Un bomber per tutte le categorie. Ospite dal Panini Tour 2025, Igor Protti ha ripercorso in una lunga intervista le fasi più importanti della sua carriera che lo ha visto capace di vincere la classifica marcatori in Serie A, B e C, unico giocatore a riuscire nell’impresa insieme a Dario Hubner.

Il sogno realizzato di arrivare in alto avendo vestito anche maglie importanti come quella della Lazio, amatissimo in ogni piazza e l’unico grande rimpianto di non aver potuto vivere i suoi successi con il padre al suo fianco. “Ho fatto ventuno anni di carriera, tantissimi, sempre a mille all’ora. Il coinvolgimento emotivo è stato molto forte. I momenti belli sono stati diversi, sarebbe difficile sceglierne uno. Il più brutto è stato la perdita del mio babbo”.
L’approdo a Messina nel 1989 dalla Virescit Bergamo una tappa decisiva. Insieme a Rimini, Livorno e Bari per lo “Zar” una vita segnata dal mare. “Me ne sono sempre accorto, in alcuni momenti si sono presentate le possibilità di cambiare squadra e spesso e volentieri in città di mare, come quella in cui sono nato, Rimini. Chi nasce sul mare non riesce a farne a meno e starne senza anche solo d’inverno. Io lo amo, non è casuale, il mare è un elemento imprescindibile”.

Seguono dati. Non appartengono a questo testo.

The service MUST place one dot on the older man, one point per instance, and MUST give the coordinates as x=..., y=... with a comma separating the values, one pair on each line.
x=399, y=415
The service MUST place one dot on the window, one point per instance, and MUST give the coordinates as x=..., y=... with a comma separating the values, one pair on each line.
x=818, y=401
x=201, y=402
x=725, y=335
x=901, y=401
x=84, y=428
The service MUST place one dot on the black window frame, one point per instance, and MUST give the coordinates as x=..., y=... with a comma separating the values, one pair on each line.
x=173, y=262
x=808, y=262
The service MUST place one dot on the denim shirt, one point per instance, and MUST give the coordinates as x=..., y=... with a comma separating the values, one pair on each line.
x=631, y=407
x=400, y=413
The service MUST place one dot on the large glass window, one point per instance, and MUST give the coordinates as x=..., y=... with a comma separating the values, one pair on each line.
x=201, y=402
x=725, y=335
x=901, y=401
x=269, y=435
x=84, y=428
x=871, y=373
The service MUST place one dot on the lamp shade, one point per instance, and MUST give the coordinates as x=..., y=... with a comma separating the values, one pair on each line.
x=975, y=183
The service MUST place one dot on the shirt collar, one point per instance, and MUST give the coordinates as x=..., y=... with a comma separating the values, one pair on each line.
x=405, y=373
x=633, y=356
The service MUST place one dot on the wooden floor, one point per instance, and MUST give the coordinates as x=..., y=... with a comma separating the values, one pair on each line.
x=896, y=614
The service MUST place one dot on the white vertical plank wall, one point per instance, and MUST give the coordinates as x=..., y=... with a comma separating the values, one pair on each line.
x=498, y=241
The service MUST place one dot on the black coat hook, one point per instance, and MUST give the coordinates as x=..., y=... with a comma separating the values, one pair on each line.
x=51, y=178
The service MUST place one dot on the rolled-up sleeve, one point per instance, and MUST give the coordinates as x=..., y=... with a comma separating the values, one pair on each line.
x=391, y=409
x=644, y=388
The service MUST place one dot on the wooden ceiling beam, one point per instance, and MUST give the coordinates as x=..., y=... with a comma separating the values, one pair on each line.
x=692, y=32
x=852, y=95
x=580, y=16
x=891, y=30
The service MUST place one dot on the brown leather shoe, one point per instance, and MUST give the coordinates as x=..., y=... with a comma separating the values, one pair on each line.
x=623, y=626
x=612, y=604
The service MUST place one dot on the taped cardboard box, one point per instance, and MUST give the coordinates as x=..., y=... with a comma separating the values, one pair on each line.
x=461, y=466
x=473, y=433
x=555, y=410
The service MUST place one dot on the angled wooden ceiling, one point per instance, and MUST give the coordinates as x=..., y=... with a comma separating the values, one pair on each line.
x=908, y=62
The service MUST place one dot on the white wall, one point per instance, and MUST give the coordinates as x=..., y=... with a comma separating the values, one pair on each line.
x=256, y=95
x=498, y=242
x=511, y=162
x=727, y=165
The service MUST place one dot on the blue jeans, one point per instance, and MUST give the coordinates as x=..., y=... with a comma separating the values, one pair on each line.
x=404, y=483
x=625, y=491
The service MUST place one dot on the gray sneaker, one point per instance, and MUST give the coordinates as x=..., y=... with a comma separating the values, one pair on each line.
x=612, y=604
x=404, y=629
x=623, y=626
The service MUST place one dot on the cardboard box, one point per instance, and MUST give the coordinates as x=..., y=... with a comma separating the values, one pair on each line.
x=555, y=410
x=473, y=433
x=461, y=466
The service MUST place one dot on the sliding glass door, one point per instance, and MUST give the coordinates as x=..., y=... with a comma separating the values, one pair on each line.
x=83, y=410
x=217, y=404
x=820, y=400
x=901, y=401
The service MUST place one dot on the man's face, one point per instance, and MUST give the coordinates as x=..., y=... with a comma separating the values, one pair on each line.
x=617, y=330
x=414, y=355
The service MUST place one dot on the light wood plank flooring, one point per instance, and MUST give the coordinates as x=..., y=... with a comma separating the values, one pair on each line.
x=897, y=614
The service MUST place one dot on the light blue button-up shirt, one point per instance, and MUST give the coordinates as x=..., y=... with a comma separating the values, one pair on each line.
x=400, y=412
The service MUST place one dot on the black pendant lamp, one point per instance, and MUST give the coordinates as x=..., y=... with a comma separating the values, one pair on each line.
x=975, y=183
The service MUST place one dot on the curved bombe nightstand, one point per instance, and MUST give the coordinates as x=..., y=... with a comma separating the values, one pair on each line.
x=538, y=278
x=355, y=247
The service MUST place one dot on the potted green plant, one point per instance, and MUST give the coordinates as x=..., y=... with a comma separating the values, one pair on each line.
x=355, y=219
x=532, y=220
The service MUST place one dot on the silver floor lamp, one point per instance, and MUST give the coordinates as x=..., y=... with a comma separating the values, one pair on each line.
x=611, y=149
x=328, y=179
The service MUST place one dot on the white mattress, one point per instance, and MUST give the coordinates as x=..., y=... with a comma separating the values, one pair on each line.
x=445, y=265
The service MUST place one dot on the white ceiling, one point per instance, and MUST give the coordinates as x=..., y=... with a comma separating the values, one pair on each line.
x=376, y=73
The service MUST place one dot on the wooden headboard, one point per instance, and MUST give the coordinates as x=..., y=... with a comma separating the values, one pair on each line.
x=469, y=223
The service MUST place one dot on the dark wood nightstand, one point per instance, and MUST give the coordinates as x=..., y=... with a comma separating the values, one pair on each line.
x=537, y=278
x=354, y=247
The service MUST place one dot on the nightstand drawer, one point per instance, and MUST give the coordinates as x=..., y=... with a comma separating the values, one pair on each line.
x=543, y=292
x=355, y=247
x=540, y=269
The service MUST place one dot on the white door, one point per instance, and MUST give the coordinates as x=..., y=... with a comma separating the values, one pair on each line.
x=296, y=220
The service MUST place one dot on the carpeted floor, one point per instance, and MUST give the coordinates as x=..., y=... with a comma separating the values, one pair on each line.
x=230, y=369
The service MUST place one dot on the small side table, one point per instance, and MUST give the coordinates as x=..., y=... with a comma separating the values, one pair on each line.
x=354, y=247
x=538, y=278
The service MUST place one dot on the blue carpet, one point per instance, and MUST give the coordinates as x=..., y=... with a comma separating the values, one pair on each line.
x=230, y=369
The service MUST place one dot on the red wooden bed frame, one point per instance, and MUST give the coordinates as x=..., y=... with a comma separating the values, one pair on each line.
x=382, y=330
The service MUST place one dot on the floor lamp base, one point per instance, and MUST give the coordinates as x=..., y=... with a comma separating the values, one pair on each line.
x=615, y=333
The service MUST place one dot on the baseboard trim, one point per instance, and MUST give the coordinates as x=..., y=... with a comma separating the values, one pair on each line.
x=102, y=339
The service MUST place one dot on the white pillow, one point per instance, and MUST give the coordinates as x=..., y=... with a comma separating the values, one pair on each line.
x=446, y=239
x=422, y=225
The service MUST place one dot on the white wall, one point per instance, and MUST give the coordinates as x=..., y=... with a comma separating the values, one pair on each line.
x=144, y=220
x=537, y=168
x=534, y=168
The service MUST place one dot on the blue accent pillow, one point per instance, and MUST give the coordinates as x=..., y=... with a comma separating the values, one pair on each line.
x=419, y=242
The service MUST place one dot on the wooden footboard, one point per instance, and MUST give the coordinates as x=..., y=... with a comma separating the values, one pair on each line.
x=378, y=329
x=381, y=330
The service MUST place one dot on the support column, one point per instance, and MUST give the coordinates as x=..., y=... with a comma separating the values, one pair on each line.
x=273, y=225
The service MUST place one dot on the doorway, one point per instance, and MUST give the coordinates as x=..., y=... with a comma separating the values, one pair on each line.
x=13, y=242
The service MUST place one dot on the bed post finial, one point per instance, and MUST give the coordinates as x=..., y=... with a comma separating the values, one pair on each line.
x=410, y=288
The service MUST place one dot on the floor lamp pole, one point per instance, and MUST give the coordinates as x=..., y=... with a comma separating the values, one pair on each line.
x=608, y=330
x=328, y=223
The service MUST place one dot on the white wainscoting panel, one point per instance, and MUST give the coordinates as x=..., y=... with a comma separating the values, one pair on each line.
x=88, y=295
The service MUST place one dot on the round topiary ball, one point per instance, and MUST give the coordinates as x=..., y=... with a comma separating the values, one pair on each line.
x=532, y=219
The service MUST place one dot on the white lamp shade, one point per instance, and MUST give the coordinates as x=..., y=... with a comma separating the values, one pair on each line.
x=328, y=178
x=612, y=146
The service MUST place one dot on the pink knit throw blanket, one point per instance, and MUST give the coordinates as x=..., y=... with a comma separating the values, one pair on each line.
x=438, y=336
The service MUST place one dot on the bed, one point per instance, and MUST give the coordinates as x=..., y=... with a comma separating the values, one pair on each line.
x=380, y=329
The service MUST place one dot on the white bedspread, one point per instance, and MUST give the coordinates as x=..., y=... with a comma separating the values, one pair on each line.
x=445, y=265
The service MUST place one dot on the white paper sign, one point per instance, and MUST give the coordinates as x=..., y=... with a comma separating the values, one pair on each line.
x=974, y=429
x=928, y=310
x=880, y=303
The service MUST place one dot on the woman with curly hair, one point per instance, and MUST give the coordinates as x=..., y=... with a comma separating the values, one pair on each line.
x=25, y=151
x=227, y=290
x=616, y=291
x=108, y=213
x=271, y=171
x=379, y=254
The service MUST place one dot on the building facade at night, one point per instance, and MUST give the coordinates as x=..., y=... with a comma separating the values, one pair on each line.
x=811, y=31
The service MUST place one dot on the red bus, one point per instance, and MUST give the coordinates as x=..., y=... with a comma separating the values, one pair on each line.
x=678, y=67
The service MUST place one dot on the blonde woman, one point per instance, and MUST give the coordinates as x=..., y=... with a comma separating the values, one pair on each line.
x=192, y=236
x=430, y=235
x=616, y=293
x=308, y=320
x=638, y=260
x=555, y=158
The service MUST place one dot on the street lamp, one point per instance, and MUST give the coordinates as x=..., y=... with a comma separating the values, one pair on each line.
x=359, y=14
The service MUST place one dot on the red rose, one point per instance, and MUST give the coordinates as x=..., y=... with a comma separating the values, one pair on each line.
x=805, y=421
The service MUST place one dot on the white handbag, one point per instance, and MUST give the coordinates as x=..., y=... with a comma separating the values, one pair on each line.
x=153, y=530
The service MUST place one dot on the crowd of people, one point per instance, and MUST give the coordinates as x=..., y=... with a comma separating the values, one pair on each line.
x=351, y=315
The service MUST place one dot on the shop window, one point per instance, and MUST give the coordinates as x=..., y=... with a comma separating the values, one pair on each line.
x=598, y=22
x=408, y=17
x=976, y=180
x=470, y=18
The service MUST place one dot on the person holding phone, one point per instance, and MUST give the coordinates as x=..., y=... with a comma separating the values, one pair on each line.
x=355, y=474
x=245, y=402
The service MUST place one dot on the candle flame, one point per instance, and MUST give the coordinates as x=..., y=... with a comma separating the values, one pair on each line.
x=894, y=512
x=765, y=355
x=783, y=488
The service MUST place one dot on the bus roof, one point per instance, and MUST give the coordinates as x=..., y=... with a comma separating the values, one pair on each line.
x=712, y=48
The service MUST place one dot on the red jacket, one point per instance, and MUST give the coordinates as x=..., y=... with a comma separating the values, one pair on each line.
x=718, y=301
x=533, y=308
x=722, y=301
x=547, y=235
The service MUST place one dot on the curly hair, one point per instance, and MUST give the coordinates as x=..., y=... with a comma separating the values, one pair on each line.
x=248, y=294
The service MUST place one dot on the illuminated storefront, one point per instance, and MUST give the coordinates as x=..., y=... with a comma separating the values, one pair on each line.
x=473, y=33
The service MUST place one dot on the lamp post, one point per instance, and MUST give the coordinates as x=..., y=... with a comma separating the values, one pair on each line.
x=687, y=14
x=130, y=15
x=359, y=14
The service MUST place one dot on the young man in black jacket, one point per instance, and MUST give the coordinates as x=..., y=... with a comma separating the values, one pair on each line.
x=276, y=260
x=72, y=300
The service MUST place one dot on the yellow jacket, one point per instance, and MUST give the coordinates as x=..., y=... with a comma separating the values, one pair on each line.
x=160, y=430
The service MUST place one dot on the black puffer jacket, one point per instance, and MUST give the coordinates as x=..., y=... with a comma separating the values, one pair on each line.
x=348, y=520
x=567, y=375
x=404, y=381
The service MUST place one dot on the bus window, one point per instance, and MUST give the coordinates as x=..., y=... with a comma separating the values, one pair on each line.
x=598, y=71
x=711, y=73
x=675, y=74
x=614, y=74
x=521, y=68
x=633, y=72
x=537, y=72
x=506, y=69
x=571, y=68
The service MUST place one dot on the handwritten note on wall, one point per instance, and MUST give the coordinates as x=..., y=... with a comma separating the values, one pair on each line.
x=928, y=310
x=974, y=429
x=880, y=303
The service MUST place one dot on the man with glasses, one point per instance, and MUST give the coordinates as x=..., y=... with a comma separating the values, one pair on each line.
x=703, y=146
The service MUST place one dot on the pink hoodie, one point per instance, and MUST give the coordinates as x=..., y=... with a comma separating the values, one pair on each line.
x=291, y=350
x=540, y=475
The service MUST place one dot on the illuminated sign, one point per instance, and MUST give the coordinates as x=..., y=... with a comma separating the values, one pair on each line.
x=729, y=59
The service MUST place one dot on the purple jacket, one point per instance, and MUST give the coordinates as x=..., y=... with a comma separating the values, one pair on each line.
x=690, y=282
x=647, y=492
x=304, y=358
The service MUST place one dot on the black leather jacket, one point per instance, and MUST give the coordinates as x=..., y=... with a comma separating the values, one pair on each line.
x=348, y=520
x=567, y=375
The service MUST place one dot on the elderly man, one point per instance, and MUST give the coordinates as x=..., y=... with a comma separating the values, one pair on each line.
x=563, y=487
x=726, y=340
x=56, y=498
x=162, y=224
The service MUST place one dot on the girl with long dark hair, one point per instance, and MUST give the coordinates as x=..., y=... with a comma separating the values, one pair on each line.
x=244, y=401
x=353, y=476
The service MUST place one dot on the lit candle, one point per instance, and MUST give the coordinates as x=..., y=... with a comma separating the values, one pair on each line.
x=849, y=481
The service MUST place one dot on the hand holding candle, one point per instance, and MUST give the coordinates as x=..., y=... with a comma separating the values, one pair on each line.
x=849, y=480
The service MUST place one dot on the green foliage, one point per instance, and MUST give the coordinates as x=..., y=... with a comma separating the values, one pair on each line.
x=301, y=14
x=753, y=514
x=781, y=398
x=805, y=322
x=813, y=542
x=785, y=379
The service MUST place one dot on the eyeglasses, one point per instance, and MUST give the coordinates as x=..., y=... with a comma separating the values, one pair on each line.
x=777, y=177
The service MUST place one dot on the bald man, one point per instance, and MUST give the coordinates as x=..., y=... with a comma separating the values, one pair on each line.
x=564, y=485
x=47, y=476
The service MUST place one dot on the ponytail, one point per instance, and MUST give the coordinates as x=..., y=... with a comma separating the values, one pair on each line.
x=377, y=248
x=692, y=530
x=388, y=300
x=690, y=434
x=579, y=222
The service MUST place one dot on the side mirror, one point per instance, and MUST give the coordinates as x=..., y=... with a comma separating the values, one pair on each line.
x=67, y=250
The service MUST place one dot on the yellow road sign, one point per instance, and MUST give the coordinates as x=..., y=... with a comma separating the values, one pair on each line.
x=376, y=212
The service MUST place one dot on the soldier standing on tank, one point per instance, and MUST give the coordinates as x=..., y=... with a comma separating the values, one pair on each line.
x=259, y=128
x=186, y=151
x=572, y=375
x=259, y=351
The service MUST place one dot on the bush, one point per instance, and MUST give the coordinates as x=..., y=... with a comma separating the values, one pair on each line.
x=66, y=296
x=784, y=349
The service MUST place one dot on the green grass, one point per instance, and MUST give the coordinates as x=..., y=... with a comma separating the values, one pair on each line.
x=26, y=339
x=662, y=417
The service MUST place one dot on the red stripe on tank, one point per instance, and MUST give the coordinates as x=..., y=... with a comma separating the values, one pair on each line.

Tre stagioni in maglia giallorossa tra i cadetti, con 31 centri in gare di campionato. “A Messina ho vissuto il mio primo anno di Serie B. A fine anni Ottanta-inizio Novanta la differenza tra C e B era enorme dal punto di vista mediatico. Non era come oggi che le partite vengono trasmesse da piattaforme importanti e si possono vedere in diretta. Al tempo la C veniva vista solo ed esclusivamente dai tifosi delle varie squadre che andavano allo stadio. Finché si rimaneva in C ti conoscevano in pochi, la B invece era diversa, c’erano le immagini a fine partita, la radiocronaca, Tutto il calcio minuto per minuto che parlava anche dei risultati di B. Per me è stato dunque un passaggio importantissimo. Il primo vero momento in cui ho avuto la sensazione di essere diventato un calciatore è quando è uscita la figurina, questo per un calciatore fa veramente la differenza”.

“Ho un bellissimo ricordo di tutti i posti dove sono stato, anche dove le cose sportivamente non sono andate bene. Ho sempre avuto un’idea di calcio e della maglia, indossarla è una responsabilità enorme, rappresenti una storia, una città e una tifoseria e devi dare tutto te stesso. Dove ho avuto la fortuna di rimanere diversi anni, come a Bari, Messina e Livorno, si instaurano rapporti importanti che durano nel tempo. La gente ha sempre capito che io uscivo dal campo alla fine da ogni partita avendo dato tutto, questo è quello che i tifosi si aspettano da te quando giochi” ha sottolineato sul suo rapporto con la gente.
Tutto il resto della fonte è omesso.